TOPEKA (KSNT)- Elijah Brooks is now the all-time leading scorer in Topeka West basketball history.

“He’s different. If you’re explaining Elijah you say he’s different… different kid,” Topeka West head coach Rick Bloomquist said.

On Friday, Jan. 28 he scored 33 points to boost his career total to 1,251. This mark surpassed the previous all-time points leader, Luke Dwyer, who had held the record since 2000.

“I’ve coached a lot of guys these last 45 years, and I love them all. I think they would all agree that he might be the best I’ve coached,” Bloomquist said.

Brooks caught the attention of Coach Bloomquist when he was in just the eighth grade.

“Something was special about him right then. Just his personality, his charisma, the way he handled himself. The total package of a kid at that age is just above the charts,” Bloomquist said.

He has a unique ability to flip a switch and go score when the team needs it most.

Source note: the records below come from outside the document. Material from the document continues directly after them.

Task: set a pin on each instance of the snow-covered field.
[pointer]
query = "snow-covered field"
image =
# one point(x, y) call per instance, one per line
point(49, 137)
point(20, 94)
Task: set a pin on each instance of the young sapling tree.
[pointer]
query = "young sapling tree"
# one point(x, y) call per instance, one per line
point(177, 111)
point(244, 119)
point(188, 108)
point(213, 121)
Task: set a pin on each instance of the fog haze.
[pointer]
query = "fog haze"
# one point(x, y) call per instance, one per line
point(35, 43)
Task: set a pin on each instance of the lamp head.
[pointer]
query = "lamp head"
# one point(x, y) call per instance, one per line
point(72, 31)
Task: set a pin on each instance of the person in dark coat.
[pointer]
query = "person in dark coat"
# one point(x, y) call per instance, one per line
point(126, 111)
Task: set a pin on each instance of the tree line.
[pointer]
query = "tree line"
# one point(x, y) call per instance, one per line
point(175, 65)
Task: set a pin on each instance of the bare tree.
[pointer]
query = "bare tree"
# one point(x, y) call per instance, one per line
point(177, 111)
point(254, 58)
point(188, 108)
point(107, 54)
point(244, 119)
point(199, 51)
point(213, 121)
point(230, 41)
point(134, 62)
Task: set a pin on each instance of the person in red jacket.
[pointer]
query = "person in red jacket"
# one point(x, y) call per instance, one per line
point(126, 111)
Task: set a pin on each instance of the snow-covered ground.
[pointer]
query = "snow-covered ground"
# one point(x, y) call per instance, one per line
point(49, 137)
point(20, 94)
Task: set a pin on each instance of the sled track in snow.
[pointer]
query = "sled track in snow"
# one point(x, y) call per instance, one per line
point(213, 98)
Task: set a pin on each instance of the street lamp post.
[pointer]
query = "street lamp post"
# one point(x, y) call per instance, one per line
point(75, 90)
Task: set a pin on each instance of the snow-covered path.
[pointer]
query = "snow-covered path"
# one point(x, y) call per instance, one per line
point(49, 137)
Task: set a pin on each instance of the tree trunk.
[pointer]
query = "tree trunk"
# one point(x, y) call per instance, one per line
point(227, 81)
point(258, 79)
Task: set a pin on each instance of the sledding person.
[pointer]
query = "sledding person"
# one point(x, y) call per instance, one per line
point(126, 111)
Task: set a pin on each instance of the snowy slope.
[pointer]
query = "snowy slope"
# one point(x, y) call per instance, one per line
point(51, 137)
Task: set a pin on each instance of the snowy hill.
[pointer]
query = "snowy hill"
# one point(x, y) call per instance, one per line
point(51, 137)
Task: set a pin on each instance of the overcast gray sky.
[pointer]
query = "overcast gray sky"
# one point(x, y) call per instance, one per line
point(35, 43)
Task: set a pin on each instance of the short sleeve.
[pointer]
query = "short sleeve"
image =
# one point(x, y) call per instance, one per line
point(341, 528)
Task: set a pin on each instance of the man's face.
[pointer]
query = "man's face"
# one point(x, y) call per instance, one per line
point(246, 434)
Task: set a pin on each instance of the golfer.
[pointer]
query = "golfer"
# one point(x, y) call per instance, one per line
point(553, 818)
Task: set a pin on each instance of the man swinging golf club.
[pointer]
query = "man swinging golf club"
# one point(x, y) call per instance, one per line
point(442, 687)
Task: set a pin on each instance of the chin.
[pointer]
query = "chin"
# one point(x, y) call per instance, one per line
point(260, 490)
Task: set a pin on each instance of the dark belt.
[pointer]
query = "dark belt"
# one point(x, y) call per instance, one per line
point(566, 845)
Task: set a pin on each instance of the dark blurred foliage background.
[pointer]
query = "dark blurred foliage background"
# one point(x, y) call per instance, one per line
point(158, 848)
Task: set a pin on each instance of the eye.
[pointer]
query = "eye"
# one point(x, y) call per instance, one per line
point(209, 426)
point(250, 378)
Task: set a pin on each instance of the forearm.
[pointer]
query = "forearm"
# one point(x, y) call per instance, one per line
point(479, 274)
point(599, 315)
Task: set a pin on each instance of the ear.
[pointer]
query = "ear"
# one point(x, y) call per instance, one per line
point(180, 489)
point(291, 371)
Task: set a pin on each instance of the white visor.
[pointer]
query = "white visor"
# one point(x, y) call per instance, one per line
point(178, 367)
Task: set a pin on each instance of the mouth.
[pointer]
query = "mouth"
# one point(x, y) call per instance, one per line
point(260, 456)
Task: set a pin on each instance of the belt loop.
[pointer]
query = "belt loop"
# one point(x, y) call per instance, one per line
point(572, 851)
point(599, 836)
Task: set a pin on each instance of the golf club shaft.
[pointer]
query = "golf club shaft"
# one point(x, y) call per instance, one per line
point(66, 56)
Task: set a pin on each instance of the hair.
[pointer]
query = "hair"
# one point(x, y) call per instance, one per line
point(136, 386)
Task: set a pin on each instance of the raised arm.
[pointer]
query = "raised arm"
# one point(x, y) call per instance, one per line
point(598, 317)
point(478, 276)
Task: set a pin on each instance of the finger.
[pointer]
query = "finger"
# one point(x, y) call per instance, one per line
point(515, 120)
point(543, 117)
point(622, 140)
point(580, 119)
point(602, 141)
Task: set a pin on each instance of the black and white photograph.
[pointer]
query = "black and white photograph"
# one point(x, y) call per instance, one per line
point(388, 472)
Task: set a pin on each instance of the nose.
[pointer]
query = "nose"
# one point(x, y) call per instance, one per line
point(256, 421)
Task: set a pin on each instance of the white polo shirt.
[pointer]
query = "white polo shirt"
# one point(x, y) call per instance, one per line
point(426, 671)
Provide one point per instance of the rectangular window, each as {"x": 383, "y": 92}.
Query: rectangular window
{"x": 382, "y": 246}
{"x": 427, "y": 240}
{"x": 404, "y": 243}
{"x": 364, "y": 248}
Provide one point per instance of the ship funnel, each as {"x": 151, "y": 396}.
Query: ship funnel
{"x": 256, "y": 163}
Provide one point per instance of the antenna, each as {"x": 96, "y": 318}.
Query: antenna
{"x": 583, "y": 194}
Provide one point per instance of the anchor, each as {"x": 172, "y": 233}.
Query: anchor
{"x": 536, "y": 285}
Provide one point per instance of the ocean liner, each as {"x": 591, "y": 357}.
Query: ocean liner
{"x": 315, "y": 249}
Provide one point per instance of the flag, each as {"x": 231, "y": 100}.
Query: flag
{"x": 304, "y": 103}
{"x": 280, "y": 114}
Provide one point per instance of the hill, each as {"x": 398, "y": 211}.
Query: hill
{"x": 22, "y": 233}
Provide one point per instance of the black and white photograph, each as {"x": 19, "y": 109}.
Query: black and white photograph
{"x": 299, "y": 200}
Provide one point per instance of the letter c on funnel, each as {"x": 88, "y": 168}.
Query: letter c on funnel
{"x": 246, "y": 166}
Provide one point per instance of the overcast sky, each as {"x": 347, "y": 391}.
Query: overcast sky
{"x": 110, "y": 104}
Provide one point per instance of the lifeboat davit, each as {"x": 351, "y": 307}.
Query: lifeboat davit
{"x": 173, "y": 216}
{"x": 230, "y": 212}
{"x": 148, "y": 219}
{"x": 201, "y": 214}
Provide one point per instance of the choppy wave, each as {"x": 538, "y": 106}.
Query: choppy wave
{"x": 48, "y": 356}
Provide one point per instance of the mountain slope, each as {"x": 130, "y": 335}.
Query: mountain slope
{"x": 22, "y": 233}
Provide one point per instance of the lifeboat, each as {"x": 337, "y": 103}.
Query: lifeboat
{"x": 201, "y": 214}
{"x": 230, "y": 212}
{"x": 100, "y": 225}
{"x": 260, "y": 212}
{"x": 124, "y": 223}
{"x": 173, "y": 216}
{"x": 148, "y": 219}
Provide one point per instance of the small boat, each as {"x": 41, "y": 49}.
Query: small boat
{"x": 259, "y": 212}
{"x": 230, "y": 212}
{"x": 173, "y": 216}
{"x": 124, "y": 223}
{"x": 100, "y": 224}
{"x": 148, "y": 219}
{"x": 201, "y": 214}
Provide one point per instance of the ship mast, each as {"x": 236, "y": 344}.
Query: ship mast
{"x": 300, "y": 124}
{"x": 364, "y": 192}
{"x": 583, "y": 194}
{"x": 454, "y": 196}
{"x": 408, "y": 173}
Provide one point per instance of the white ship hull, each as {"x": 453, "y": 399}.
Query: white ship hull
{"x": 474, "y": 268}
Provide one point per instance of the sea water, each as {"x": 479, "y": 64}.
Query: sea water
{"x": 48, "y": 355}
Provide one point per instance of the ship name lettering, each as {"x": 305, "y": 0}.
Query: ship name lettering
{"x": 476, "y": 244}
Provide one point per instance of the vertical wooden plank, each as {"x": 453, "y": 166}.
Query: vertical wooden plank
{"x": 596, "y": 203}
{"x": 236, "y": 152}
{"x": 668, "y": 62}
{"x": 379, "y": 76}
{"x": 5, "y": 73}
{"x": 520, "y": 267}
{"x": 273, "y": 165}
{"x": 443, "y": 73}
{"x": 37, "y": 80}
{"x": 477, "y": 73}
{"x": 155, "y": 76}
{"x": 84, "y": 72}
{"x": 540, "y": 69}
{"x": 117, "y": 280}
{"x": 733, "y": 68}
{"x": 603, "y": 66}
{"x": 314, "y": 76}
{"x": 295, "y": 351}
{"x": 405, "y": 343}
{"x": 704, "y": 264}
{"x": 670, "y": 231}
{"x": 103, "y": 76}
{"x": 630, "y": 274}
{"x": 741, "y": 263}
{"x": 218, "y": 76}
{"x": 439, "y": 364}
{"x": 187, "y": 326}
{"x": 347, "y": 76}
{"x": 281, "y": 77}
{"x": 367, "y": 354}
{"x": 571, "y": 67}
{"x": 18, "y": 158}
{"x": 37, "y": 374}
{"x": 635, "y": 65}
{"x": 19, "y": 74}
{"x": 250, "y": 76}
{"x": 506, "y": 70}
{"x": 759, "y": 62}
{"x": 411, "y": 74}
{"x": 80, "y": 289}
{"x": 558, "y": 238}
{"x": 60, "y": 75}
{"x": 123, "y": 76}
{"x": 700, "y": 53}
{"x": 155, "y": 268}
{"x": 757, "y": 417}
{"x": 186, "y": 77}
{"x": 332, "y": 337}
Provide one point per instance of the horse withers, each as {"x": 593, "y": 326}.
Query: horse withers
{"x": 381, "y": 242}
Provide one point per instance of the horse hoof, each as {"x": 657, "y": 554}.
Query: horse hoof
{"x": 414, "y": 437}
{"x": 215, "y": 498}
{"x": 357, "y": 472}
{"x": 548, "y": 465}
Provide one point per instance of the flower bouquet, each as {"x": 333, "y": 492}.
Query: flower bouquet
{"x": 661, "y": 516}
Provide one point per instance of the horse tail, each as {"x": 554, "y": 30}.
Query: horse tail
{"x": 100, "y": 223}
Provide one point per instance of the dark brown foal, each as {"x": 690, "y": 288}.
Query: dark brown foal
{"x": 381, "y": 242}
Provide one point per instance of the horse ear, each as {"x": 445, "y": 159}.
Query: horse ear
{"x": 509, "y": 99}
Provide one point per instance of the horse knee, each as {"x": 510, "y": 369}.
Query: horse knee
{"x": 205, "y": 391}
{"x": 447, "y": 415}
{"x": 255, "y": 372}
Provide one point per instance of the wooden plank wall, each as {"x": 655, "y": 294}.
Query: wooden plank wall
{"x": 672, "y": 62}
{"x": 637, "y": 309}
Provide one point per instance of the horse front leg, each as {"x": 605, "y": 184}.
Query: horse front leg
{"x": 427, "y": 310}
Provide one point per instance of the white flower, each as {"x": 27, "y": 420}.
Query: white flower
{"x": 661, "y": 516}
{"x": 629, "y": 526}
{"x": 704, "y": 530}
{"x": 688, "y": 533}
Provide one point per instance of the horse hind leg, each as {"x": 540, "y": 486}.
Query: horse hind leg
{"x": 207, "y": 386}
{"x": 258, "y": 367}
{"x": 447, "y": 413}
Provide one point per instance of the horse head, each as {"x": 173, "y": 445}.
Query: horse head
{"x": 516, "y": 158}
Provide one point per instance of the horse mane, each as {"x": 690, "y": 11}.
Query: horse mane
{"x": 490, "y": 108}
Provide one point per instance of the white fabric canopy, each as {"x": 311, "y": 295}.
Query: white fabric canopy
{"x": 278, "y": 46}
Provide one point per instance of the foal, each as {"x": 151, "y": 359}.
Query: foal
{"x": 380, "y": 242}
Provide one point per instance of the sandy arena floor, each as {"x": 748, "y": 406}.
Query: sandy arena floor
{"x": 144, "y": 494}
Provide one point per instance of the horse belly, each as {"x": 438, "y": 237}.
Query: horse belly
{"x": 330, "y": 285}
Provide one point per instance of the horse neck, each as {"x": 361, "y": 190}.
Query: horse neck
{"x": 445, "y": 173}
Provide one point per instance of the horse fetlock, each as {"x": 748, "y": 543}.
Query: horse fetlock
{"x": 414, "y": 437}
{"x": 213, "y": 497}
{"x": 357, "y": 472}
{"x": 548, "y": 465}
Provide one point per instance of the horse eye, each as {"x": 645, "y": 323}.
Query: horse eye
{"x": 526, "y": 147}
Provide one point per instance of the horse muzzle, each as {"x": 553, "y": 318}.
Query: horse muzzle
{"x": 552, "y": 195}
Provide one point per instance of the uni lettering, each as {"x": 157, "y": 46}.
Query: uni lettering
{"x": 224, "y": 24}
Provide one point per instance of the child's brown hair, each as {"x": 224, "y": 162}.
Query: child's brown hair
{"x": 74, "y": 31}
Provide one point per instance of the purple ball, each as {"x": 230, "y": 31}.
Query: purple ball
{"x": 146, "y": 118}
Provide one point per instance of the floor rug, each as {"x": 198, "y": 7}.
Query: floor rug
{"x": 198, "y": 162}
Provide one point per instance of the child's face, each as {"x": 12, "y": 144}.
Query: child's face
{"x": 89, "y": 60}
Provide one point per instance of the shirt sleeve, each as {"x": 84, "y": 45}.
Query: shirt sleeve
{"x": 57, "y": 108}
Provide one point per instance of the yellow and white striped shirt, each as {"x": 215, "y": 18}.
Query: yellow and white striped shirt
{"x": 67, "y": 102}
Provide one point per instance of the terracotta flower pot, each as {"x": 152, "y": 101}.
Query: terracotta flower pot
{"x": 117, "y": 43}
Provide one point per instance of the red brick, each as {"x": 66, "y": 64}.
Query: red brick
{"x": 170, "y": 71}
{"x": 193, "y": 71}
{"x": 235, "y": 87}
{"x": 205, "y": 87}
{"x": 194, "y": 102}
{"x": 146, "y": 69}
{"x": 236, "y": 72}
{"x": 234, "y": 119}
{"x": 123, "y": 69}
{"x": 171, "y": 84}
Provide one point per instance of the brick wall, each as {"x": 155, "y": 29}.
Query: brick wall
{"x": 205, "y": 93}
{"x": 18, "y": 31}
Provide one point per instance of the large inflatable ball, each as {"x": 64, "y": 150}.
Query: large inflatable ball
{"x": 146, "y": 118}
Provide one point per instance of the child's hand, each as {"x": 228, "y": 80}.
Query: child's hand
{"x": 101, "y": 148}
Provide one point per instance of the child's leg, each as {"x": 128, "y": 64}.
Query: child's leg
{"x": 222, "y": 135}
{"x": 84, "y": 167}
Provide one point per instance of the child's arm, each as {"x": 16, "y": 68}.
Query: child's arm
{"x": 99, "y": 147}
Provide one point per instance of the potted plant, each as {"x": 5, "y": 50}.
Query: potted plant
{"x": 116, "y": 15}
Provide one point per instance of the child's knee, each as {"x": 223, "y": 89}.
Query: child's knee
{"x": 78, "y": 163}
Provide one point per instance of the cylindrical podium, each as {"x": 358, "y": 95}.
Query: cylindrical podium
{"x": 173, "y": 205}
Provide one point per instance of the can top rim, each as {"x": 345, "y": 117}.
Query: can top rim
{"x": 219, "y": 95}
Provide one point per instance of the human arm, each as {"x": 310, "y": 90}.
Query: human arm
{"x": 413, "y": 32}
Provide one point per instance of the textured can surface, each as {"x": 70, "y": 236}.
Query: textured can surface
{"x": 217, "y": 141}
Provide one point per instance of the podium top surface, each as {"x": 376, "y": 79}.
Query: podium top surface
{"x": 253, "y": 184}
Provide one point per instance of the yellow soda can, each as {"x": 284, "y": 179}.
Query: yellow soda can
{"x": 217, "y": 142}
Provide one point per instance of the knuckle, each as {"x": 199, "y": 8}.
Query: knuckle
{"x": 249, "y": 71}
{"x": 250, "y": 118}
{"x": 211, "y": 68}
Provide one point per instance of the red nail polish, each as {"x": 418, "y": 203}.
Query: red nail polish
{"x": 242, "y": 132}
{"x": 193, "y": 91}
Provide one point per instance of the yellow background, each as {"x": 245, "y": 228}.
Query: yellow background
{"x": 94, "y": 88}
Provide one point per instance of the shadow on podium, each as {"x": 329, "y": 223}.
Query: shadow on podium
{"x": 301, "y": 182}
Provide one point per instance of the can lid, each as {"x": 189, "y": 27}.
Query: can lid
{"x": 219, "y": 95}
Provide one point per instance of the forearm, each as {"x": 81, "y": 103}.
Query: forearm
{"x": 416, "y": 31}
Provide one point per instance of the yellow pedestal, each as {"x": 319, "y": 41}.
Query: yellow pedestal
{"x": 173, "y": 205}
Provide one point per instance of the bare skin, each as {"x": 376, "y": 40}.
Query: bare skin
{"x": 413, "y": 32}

“I feel like I can score whenever I want to, saying that as humble as I can,” Brooks said. “Anytime I feel like we need to go get a bucket or my coaches are telling me ‘Just get to the rim’ I feel like I can do that.”

His teammates have seen it first-hand time and time again.

“Whenever he gets his takeover unlocked, he just goes crazy,” said senior guard Zander Putthoff. “It’s kind of like a stress reliver. Having a guy, in my opinion the best player in the state, to depend on, we know he can get us three or four buckets in a row.”

Brooks says the individual accomplishments aren’t on his mind. He simply wants to win.

“State champs, for sure. That’s the end goal for every team but I really think we can accomplish that,” Brooks said when asked about the team’s goal for this season.

“His goal is to get to the state tournament. His goal is to win the Centennial League. His goals are all team goals right now,” Bloomquist said.

Brooks ‘team first’ mentality is just one reason why he’s loved in the City of Topeka.

“He puts Elijah down to where ‘I’m not the most important person in my life,’ He’s very respectful. He’s a model student. Teachers love him. Administrators love him. Parents love him. I love him,” Bloomquist said.